Apabila kompos mengering, unsur hara yang terkandung didalamnya akan ikut
hilang bersama dengan air dan apabila kompos ditambahkan air kembali maka unsur
hara yang hilang tadi tidak dapat kembali lagi.
1.
Metode Pembuatan Kompos
2.
Sistem Wind Row
Sistem Wind Row adalah proses pembuatan kompos yang paling
sederhana dan paling murah. Bahan baku kompos ditumpuk memanjang, tinggi
tumpukan 0.6 sampai 1 meter, lebar 2-5 meter. Sementara itu panjangnya dapat
mencapai 40-50 meter.
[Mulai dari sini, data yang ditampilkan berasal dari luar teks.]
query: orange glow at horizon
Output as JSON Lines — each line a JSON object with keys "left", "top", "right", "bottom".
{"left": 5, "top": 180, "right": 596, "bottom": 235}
Sistim ini memanfaatkan sirkulasi udara secara alami.
Optimalisasi lebar, tinggi dan panjang nya tumpukan sangat dipengaruhi oleh
keadaan bahan baku, kelem
baban, ruang pori, dan sirkulasi udara untuk mencapai bagian
tengah tumpukan bahan baku. Idealnya adalah pada tumpukan bahan baku ini harus
dapat melepaskan panas, untuk mengimbangi pengeluaran panas yang ditimbulkan
sebagai hasil proses dekomposisi bahan organik oleh mikroba. Windrow sistim ini
merupakan sistim proses komposting yang baik yang telah berhasil dilakukan di
banyak tempat untuk memproses pupuk kandang, sampah kebun, lumpur selokan,
sampah kota dll. Untuk mengatur temperatur, kelembaban dan oksigen, pada
windrow sistim ini, maka dilakukan proses pembalikan secara periodik Inilah
secara prinsip yang membedakannya dari sistim pembuatan kompos yang lain.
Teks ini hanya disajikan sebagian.